At that point, I think someone must have given her a piece of paper, because she reeled off a series of very precise and more realistic numbers. "In year five, the cost will be £298 million."

Which sounds like her original 300 thousand, except she should have said 300 million. Now that's an easy stumble to make, and she might have said "Oops, did I say 300 thousand, I meant 300 million" But she didn't. What she did, was invent a whole slew of imaginary numbers.

So today, she was interviewed again, about the depth of the anti-labour landslide in the local elections. “At the time of us doing this interview, I think net losses are about 50,” she said. The interviewer said that it was actually 125. And Abbott replied “Well the last time I looked we had net losses of 100 but obviously this is a moving picture.”

Hey, Diane! If the last time you looked it was 100, why did you say 50? This isn't a "maths fail", it's a complete disregard for that fact that some numbers are a lot bigger than others.

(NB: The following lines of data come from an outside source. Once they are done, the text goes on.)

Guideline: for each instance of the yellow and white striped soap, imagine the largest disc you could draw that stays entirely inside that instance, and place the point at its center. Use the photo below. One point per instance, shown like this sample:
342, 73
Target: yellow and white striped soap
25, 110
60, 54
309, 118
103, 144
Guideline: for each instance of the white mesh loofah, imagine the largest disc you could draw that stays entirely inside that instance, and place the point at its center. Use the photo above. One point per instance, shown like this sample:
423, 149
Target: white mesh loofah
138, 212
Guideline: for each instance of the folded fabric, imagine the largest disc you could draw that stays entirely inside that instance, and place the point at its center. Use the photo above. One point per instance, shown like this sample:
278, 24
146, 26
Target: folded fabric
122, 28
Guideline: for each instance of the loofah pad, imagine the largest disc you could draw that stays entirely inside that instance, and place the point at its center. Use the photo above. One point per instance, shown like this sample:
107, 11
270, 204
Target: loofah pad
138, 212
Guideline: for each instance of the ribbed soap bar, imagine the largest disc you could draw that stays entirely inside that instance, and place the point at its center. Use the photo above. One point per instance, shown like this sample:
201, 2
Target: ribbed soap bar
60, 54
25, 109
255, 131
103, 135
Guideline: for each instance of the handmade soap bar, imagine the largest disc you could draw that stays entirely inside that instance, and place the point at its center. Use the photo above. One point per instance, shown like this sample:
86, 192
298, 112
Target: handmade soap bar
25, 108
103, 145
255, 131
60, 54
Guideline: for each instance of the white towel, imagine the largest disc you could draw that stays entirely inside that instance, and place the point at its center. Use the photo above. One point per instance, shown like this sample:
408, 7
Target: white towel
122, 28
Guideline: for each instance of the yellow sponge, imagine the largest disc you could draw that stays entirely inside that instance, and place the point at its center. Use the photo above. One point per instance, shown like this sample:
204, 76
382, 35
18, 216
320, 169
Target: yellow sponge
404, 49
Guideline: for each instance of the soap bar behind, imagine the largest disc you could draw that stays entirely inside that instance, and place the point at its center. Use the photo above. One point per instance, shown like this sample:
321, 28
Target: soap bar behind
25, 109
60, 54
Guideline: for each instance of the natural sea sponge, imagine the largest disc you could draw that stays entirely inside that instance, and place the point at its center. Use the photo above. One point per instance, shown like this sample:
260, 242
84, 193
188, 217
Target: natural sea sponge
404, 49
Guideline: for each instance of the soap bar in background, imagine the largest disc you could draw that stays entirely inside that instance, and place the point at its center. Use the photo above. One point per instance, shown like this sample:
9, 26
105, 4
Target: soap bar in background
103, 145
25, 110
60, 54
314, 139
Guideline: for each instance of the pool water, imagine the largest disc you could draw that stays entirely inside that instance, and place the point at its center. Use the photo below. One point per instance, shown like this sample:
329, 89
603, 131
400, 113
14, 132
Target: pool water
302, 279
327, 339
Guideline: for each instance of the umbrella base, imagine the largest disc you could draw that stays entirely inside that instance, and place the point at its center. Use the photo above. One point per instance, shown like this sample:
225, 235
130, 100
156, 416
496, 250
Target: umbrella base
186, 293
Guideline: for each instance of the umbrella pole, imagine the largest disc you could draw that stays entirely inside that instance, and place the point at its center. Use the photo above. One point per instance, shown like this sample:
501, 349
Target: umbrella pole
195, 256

Two things follow. First, Diane Abbott is *hopeless* with anything to do with numbers. She seems to think that all numbers have an equal status. Second, anyone interviewing her over the next few weeks, is going to get her onto numbers as quickly as they can.

And I shudder to picture someone who is this cavalier about numbers, in any position of authority higher than school crossing patrol officer.